On Fri, Oct 8, 2010 at 8:00 AM, Ross Paterson <ross@soi.city.ac.uk> wrote:

text        base      bytestring     type in text (or equivalent if absent)
---------------------------------------------------------------------------
break       -         breakSubstring Text -> Text -> (Text, Text)
breakBy     break     break          (Char -> Bool) -> Text -> (Text, Text)
breakEnd    -         -              Text -> Text -> (Text, Text)
-           -         breakEnd       (Char -> Bool) -> Text -> (Text, Text)
count       -         -              Text -> Text -> Int
-           -         count          Char -> Text -> Int
find        -         -              Text -> Text -> [(Text, Text)]
findBy      find      find           (Char -> Bool) -> Text -> Maybe Char
partitionBy partition -              (Char -> Bool) -> Text -> (Text, Text)
replicate   -         -              Int -> Text -> Text
-           replicate replicate      Int -> Char -> Text
spanBy      span      span           (Char -> Bool) -> Text -> (Text, Text)
split       -         -              Text -> Text -> [Text]
-           -         split          Char -> Text -> [Text]
splitBy     -         splitWith      (Char -> Bool) -> Text -> [Text]
unfoldrN    -         -              Int -> (a -> Maybe (Char, a)) -> a -> Text
-           -         unfoldrN       Int -> (a -> Maybe (Char, a)) -> a -> (Text, Maybe a)
zipWith     zipWith   -              (Char -> Char -> Char) -> Text -> Text -> Text
-           zipWith   zipWith        (Char -> Char -> a) -> Text -> Text -> [a]

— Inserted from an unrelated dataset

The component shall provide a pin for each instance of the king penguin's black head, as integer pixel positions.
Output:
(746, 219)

* The -By suffix has been used for predicate versions in 5 cases here,
 but not for filter and findIndex.

In the case of filter, that's because a filter function that didn't accept a predicate wouldn't be useful. I added findIndex for completeness back when that was the tack I was taking, but it arguably shouldn't be present at all, since it's subsumed by find.

* The find function has no connection with findBy.  It ought to have a
 name that is the plural of the name of the break function.

Again, this is present for completeness, and makes little obvious sense to retain.